Mais des proches peuvent eux aussi avoir à payer l’addition du dérangement survenu. Les temps sont durs ? Ce sera enfin l’occasion de faire savoir à la belle-fille atypique de quel bois on se chauffe, de ne pas inviter un frère envahissant à la prochaine réunion de famille, de déclarer à un ami qui ne mange pas de ce pain-là qu’on ne sert rien d’autre à la table où on le convie. Les parents absents ou malades sont facilement jugés abusifs ou potentiellement contaminants… Mais il y a pire encore, comme tu le notes justement, la persécution peut atteindre les plus proches : le conjoint ou la conjointe, les enfants. Il faut dire que depuis que les femmes travaillent, la situation est inédite : entre le confinement et les grandes vacances, les enfants auront passé presque six mois sans crèche, école ni collège ! Les investissements libidinaux de nos contemporain-e-s n’y étaient sans doute pas tout à fait préparés.

Quoi qu’il en soit, plus l’Autre consiste comme coupable du dérangement, plus le désordre que cette seule certitude induit consiste lui aussi. Il y a de toute évidence une exacerbation des passions quand le réel se rappelle à nous. Chacun y répond à sa manière et dans son style.

Alors oui, ce qui est en cause, au fond, c’est bien cette perte de jouissance introduite par le langage dans le corps, ou disons cette jouissance qui habite les corps parlants et qui n’est décidément pas celle qu’il faudrait, comme le suggère Lacan [4] dans Encore. Qu’elle apparaisse en défaut ou en excès, puisqu’elle fait trou comme trop, c’est bien son inadéquation foncière qui est en jeu. Ce qui est remarquable avec cette jouissance inadéquate, c’est qu’inadéquate, elle l’est depuis toujours, et ce, pour chacun. Mais d’habitude, on s’en accommode, ça n’est qu’à quelques rares occasions qu’elle se rappelle à nous dans la dimension de son inadéquation. C’est alors que la haine entre volontiers dans la danse pour délocaliser le dérangement éprouvé dans le corps, à l’extérieur du même corps, dans un autre corps donc, duquel il est plus facile de se séparer. Haïr cet autre au nom de puissances obscures, c’est alors essentiellement justifier de pouvoir s’en séparer, à défaut de pouvoir se séparer de cette jouissance.
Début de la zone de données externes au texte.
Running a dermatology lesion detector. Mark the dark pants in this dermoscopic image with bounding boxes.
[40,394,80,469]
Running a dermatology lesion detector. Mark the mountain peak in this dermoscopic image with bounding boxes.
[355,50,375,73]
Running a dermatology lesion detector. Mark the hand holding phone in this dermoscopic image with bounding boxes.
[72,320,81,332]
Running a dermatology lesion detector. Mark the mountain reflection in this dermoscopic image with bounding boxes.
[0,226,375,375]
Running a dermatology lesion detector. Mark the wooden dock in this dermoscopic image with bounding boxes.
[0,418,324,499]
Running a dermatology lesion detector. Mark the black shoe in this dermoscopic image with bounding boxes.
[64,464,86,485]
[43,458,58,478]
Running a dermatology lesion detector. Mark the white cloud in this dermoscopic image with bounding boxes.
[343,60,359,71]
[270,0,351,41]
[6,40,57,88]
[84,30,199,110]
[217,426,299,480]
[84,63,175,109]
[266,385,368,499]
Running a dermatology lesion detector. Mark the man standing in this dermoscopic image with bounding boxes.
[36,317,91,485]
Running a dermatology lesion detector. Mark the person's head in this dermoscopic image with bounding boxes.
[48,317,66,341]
Et oui, les crises sanitaires ou sociales sont de ces moments où chacun peut éprouver un dérangement qu’il est alors plus ou moins urgent de délocaliser, avec plus ou moins de violence, non sans effet durables, sinon définitifs. La proximité historique entre la crise de 1929 et la montée des fascismes en Europe est chose frappante. Perte de jouissance due à la crise ? Certainement. Mais aussi peut-être nécessité de remanier ses investissements libidinaux quand le travail fait défaut, par exemple. Cette délocalisation a en tout cas le mérite de faire passer le dérangement qui frappe un corps et y fait intrusion à un autre corps qui sera dès lors jugé dérangeant, intrusif, etc.

Je suis limitée à 5000 signes. Nous y sommes. Je renvoie donc à la troisième partie de mon livre « Les ressorts intimes de la haine » [5] pour la suite.
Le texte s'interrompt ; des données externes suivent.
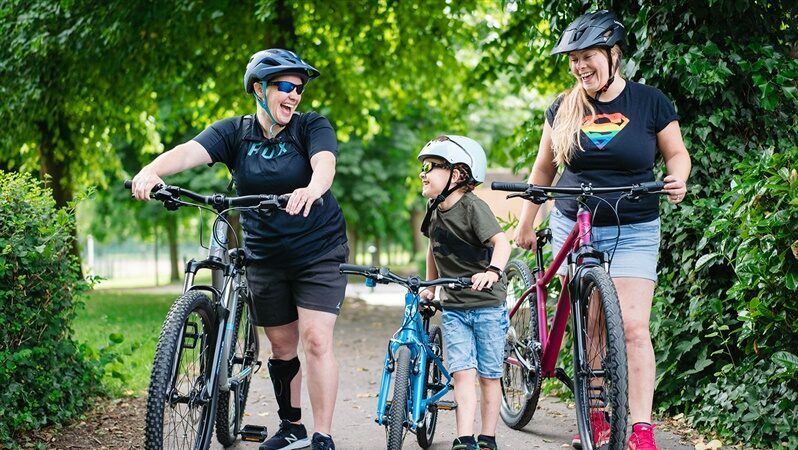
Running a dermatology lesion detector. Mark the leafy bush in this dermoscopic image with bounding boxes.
[619,1,798,448]
[0,171,98,448]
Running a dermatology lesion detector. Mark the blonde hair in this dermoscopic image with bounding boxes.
[551,45,623,166]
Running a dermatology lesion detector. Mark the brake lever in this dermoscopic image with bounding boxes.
[152,188,183,211]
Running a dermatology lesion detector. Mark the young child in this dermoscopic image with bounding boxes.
[418,135,510,450]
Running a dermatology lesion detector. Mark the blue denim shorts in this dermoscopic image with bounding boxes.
[549,208,660,283]
[441,306,510,378]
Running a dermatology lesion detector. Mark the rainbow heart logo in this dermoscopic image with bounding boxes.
[582,113,629,149]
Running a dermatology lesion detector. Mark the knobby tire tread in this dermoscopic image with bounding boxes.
[574,267,628,450]
[216,290,257,447]
[145,291,216,450]
[500,260,543,430]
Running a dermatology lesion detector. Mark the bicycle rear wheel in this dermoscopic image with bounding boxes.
[216,290,260,447]
[501,260,542,430]
[574,267,628,450]
[385,346,410,450]
[145,291,216,450]
[416,325,443,448]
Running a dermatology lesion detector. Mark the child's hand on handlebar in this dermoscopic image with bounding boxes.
[471,272,499,291]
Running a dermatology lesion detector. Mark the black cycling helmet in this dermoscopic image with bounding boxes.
[551,9,626,55]
[244,48,320,94]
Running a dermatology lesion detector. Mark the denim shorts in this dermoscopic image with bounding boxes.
[441,306,510,378]
[549,208,660,283]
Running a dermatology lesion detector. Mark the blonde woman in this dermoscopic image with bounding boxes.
[514,11,691,450]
[1] Freud S., Métapsychologie, Paris, Gallimard, 1968, p. 39.

[2] Cf. La Fontaine J., « Les Animaux malades de la peste », Fables, Deuxième recueil, 1678-1679, livre VII, disponible sur internet.

[3] Lévy B.-H., Ce virus qui rend fou, Paris, Grasset, 2020.

[4] Lacan J., Le Séminaire, livre XX, Encore, texte établi par J.-A. Miller, Paris, Seuil, 1975, p. 58.

[5] Lebovits-Quenehen A., Actualité de la haine. Une perspective psychanalytique, Paris, Navarin, 2020, p. 93-100.




Haine et positions

Isoler [*] le dit de Lacan qu’« il n’y a pas un seul propos humain qui ne soit profondément enraciné dans le racisme » [1] permet une appréhension de la haine comme fondement même de la constitution de l’être parlant et du malaise dans la civilisation .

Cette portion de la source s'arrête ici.